In Japan, as Tokyo has become more land-constrained and expensive, Osaka has become a secondary hub. Likewise in Australia, Melbourne is now the fastest-growing region, set to overtake Sydney in total capacity by 2027.
These so-called “AI adjacency markets” share common traits such as cheaper land, ample power supply and governments willing to cut red tape, CBRE’s Madden says. In his view, such markets are poised to fuel the next wave of AI-powered machine learning models for predictive analytics, data-based decision-making and content localisation.

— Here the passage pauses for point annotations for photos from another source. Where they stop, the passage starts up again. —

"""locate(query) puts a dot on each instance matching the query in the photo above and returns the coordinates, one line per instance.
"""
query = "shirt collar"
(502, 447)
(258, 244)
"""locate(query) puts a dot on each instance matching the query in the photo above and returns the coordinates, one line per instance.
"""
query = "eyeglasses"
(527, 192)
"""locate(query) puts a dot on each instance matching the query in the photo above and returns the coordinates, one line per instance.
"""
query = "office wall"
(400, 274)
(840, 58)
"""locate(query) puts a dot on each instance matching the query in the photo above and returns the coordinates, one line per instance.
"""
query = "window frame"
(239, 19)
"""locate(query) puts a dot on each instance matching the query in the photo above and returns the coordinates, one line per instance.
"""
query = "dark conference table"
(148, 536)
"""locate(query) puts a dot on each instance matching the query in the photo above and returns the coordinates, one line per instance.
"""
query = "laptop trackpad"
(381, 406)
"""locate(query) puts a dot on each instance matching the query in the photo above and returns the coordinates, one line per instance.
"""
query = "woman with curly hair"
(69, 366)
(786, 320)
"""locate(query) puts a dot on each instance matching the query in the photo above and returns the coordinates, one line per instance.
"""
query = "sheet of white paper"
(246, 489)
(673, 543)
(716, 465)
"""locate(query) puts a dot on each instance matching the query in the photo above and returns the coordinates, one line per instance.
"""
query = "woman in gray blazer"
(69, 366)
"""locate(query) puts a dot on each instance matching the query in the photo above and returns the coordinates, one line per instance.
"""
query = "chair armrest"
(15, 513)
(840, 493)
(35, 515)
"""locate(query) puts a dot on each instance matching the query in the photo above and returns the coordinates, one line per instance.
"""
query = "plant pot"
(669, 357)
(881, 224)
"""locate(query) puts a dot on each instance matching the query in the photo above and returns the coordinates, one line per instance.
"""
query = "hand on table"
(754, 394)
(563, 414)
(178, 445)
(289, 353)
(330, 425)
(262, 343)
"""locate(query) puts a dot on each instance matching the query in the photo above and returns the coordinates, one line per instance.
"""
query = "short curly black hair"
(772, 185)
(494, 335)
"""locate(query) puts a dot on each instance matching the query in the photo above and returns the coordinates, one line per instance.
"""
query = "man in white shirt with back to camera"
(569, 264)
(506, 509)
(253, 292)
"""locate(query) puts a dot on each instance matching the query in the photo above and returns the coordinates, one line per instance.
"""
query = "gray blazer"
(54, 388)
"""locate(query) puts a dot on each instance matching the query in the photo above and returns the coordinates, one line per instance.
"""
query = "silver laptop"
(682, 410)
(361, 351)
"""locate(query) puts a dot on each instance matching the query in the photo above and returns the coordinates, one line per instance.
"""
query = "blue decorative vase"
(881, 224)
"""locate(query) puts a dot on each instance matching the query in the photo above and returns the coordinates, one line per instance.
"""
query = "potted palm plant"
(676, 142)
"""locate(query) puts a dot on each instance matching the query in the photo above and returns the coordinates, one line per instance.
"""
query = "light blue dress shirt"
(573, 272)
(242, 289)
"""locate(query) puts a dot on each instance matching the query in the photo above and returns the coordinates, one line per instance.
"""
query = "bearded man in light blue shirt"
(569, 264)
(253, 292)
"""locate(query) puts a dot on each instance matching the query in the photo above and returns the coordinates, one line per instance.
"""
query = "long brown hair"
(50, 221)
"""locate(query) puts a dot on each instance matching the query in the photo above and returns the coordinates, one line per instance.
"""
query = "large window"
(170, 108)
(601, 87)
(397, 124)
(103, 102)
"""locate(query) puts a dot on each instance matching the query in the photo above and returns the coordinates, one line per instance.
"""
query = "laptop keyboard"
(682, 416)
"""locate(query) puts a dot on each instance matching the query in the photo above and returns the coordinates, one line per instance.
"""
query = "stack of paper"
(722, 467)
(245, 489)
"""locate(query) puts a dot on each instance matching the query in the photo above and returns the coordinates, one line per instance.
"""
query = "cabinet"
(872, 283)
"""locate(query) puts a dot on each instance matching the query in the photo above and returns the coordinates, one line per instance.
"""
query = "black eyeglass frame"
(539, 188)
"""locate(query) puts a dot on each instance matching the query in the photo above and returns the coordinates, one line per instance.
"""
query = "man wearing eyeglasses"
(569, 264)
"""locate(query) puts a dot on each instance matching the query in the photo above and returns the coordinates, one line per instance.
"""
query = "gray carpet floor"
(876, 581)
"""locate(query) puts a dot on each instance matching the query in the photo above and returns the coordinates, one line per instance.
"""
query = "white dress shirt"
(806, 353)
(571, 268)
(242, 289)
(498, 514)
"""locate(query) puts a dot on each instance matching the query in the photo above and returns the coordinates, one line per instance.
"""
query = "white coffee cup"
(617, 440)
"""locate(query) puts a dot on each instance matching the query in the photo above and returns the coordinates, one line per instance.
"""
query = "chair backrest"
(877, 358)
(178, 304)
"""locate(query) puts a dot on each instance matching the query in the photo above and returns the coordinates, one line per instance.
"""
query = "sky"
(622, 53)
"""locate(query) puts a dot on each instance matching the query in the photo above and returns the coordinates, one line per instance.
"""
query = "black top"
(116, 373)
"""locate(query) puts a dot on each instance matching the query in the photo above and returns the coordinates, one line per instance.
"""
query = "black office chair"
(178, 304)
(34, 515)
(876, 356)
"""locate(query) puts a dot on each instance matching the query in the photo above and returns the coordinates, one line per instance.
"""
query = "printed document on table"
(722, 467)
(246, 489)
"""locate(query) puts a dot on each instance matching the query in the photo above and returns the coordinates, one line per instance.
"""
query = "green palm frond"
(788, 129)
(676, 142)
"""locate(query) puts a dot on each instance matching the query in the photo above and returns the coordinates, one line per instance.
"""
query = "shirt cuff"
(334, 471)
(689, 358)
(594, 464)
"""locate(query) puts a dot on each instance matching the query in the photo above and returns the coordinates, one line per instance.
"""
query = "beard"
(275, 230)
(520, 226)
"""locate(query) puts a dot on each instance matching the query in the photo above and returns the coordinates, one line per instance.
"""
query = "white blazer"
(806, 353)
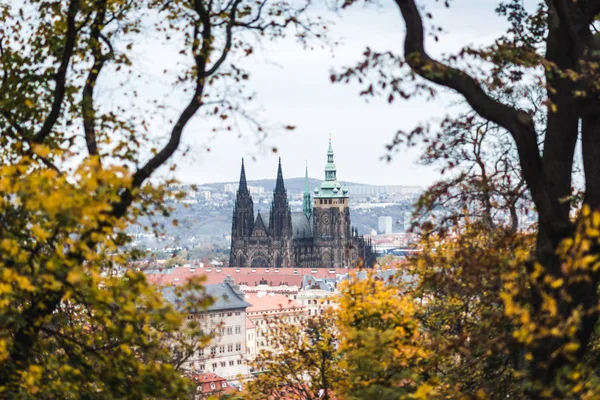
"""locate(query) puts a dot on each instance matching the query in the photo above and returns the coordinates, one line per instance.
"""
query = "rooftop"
(270, 302)
(225, 298)
(243, 276)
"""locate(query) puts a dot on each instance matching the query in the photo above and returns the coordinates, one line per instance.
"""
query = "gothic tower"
(242, 222)
(331, 219)
(280, 224)
(306, 204)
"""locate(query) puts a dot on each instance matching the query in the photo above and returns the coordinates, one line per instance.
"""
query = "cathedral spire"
(330, 172)
(243, 185)
(279, 186)
(306, 204)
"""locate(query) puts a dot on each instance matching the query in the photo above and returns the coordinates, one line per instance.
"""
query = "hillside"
(293, 185)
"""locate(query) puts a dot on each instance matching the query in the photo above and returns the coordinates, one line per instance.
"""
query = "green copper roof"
(331, 188)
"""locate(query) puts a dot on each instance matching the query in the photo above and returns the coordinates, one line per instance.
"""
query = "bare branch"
(87, 104)
(517, 122)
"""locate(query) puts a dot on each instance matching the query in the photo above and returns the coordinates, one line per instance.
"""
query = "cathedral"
(319, 236)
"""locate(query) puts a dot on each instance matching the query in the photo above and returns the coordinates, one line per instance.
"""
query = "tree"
(557, 45)
(302, 364)
(74, 173)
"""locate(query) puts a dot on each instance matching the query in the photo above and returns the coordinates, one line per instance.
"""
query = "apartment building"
(266, 311)
(225, 355)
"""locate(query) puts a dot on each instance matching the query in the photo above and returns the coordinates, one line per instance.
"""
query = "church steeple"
(280, 219)
(243, 185)
(330, 171)
(306, 204)
(279, 185)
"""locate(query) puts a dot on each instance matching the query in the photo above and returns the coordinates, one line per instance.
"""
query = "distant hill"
(293, 185)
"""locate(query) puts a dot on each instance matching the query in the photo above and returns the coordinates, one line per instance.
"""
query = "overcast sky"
(294, 88)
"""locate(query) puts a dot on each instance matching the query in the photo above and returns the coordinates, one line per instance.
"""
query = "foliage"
(303, 362)
(461, 279)
(381, 342)
(553, 45)
(74, 173)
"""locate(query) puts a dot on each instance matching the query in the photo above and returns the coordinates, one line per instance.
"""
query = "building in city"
(225, 355)
(385, 225)
(267, 312)
(320, 236)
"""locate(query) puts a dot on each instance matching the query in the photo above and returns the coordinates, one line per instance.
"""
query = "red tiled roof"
(270, 302)
(245, 276)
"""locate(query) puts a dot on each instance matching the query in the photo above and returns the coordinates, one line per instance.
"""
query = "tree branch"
(61, 74)
(87, 104)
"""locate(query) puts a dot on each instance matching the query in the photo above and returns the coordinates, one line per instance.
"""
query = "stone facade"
(320, 236)
(225, 355)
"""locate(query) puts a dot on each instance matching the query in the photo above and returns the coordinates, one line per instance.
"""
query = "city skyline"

How investors can participate

While data centres are capital-intensive, they are versatile in offering multiple entry points for investors to gain exposure, notes Aashiesh Agarwaal, senior vice president of research and investment advisory at Anarock Capital Advisors.
The options range from listed equity, to direct stakes in data centre operators through platform investments. Other routes include dedicated data centre REITs, ancillary and infrastructure plays such as power solutions and connectivity, as well as green bonds and sustainable finance.
Before committing capital, Agarwaal suggests investors evaluate the power and PPA risks, land and regulatory compliance, customer concentration, technology and obsolescence, environmental impact and potential exit routes.